I began to suspect that I was cracking up. I was overwhelmed with a sense of uprootedness. Well, yes, all the ins and outs and ups and downs with Clay; I'd had four different addresses in the previous two years. I couldn't even keep a lovebird alive. No sooner had I single-mindedly willed the 727 to clear Flushing Bay than the intruder was back:
You've done some good work, but what does it really add up to?

Too nervous to eat, what I didn't know is that a combat between two opposing medications, prescribed by different doctors, had begun in my gut. One was for a lingering intestinal flu, the other for the panic attacks after the Ireland trauma. Onto the angrily separating oils and waters of that digestive system, I threw champagne and cognac.

Clay was already at the convention commandeering his reporters. I let myself into our hotel room and decided to be mindlessly mechanical. Open the suitcase. But right there, a pair of red leather heels had bled onto a white skirt. Like the bloody socket of the boy's eye. I slammed the case shut. Listened to the radio. “Temperature eighty degrees in beautiful Boca Raton. Don't miss the eclipse tonight—but experts warn not to view the eclipse directly, to avoid permanent eye damage.”

That night, I was drawn to the balcony. With morbid fascination, I monitored the eclipse.
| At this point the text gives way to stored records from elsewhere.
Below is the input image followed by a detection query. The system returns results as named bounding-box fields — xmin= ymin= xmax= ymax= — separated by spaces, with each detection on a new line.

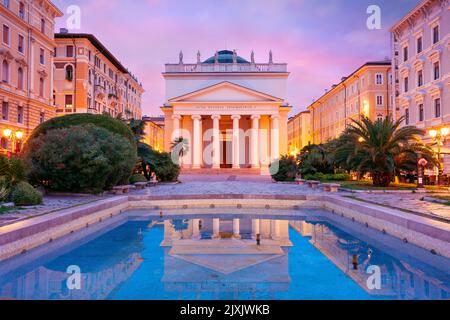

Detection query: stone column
xmin=252 ymin=219 xmax=260 ymax=239
xmin=213 ymin=219 xmax=220 ymax=239
xmin=192 ymin=219 xmax=200 ymax=240
xmin=211 ymin=115 xmax=220 ymax=169
xmin=192 ymin=115 xmax=202 ymax=169
xmin=270 ymin=220 xmax=280 ymax=240
xmin=250 ymin=115 xmax=261 ymax=168
xmin=233 ymin=219 xmax=241 ymax=239
xmin=270 ymin=115 xmax=280 ymax=160
xmin=231 ymin=115 xmax=241 ymax=169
Even the planet was suspended in an unstable condition between intervening forces of the universe. Heat lightning sparked off the towers of Miami Beach. The impulse was to let go and float with it. Parts of myself buried alive with an unreconciled father, severed husband, misplaced friends and loves heaped on me in a mass of fractured visions, all mixed up with the bloody head of the boy in Ireland.

Clay came back. I couldn't talk. I sat through the night on that balcony in Miami, trying to get a fix on the moon.

The next morning I called both doctors who had given me pills. I wanted a nice, neat medical explanation for the debilitating fears and mental confusion that had stricken me for the last half year, beginning with the Redpants blowback. The concept of posttraumatic stress syndrome was not yet recognized. Doctors confirmed that the two drugs (one a barbiturate, the other a mood elevator) were colliding in a violent chemical reaction. All I had to do was stay in bed for a day and wait for it to go away. But “it” was much bigger than that.

Around 8
P.M.
I snapped off the idiot box. It didn't go off. I passed in front of the TV set and bent over to pick up a chain-link belt. A hissing sound escaped from the set. I felt current sizzling through me. The shock knocked me over. I looked back. A jellyfish of fiendish hues was spreading across the screen. Was this a drug trip or was I coming undone?

The phone was in the other bedroom. It was beyond the window wall with its balcony hung over the water. Black water sliced by silver knives. The sliding doors were open. Wind sucked at the curtains. Suddenly, I was afraid to walk past that window wall. If I so much as went near that balcony, I would lose my balance and go over the edge. I crouched down. Crablike, I inched across the gaping room. I tried to tell myself this was ridiculous. But when I stood, my limbs went wobbly. The thought persisted,
If only I can reach the right person, this nightmare will go away.

Ireland could be explained. Real bullets had threatened my life from the outside. My fears were appropriate. Now the destructive force seemed to be inside me. I was my own event. I could not escape it. Something alien, unspeakable but undeniable, had begun to inhabit me.